Amador e Benedicta são os nomes que tinham de ter. São as duas personagens que protagonizam a terceira e mais recente longa-metragem de Oliver Laxe, cineasta de origens galegas que tem vivido entre a Corunha, França e Marrocos, de onde saíram as anteriores longas, Todos vós sodes capitáns (2010) e Mimosas (2016). Para O Que Arde, estreado no ano passado na secção Un Certain Regard de Cannes, onde venceu o Prémio do Júri, e exibido pela primeira vez em Portugal no último Leffest, em que o i entrevistou o realizador, regressou ao lugar onde nasceu a sua mãe, nas montanhas galegas do Lugo. Para uma história em torno dos fogos e do que é ainda a vida no campo, o “determinismo” da vida no campo. “Na Galiza, e em toda a Espanha, há um eco do campo que não existe tanto noutras partes da Europa. Mesmo que tenhamos nascido na cidade, através dos nossos pais estão ainda muito presentes estes valores do campo”. Talvez por isso seja capaz de nos tocar a nós, portugueses, tão profundamente este gesto de contemplação de Oliver Laxe, a que temos oportunidade de regressar agora que O Que Arde pode por fim ser visto em sala.
Depois dos dois primeiros filmes, em Tânger e no Atlas, em Marrocos, este é o primeiro rodado…
… fiz uma curta-metragem. A primeira vez que vim a um festival em Portugal vim ao IndieLisboa com uma curta que fiz em 2008 ou em 2009, um filme que está muito relacionado com o O Que Arde e que já tinha sido filmado na Galiza.
Vem já desse tempo esta vontade de fazer este filme sobre os incêndios?
Vem daí. Há muitos anos que tinha vontade de filmar os incêndios, não sei se por atração ou por repulsa. Como cineasta, senti-me sempre muito atraído pelo fogo. Creio que sou um pouco pirómano. Mas digamos que a intenção principal do filme era fazer uma homenagem aos meus antepassados. À minha família, aos valores do campo. Creio que este filme é um grito do campo, um berro, um gemido de orfandade do campo. Estou a começar a entendê-lo ao escutar o espetador, porque a conclusão a que chego…
… do que foi ou o que representa afinal este filme?

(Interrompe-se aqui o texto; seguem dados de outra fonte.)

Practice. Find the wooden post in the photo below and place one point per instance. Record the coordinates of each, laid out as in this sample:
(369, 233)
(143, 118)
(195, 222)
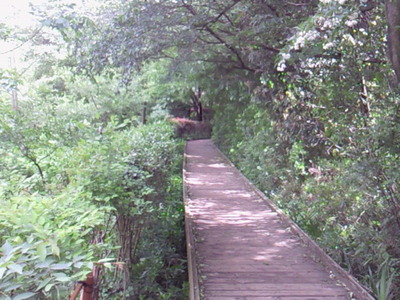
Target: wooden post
(88, 288)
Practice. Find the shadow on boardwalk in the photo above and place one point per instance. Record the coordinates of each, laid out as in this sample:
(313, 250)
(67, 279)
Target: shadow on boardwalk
(240, 246)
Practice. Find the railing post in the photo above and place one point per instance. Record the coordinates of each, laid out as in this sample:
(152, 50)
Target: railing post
(88, 288)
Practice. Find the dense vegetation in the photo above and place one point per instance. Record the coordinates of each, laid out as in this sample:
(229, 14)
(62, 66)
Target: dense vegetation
(84, 185)
(305, 91)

Porque há uma dor, uma dor do campo, creio.
Se quisermos relacioná-lo com os filmes anteriores, é um bocadinho transpor para o que será o contexto da Galiza aquela ideia dos esquecidos.
É um filme mais crepuscular porque a Europa é mais crepuscular. Quando estou em África, os meus filmes são um pouco mais solares, mais luminosos. Mas a Europa está a morrer.
Quando me referia aos esquecidos referia-me ao tipo de situações e de pessoas que são retratadas. Acabam por ser sempre os abandonados pelo sistema, como nessa Galiza rural. Gosto de pessoas rotas [palavra galega para “quebrado”]. Gosto de pessoas rotas porque as pessoas rotas, em geral, têm fissuras no coração e é através dessas fissuras que passa a luz. A luz passa através da rutura do coração. Comovem-me muito esses borderlines, esses outsiders, os solteiros da montanha, os Amadores, tudo isso me comove muito. Isto também existe na cidade: estas pessoas que são muito sensíveis mas que não têm as ferramentas para viver neste mundo, as ferramentas psicológicas para viver num mundo que não tolera a fragilidade, que não tolera as coisas pequenas, que hoje em dia estão esmagadas. E, com elas, o rural também. É um pouco isso. Estes personagens, estes animais feridos que se escondem, que se fecham a mim, comovem-me muito. E as mães, as mães galegas – a Galiza não é uma pátria, a Galiza é uma mátria. É muito mais feminina do que o resto de Espanha. Não é melhor nem pior, mas é, se calhar, mais misteriosa, mais esotérica, mais feminina. Creio que nisso tem algo semelhante a Portugal.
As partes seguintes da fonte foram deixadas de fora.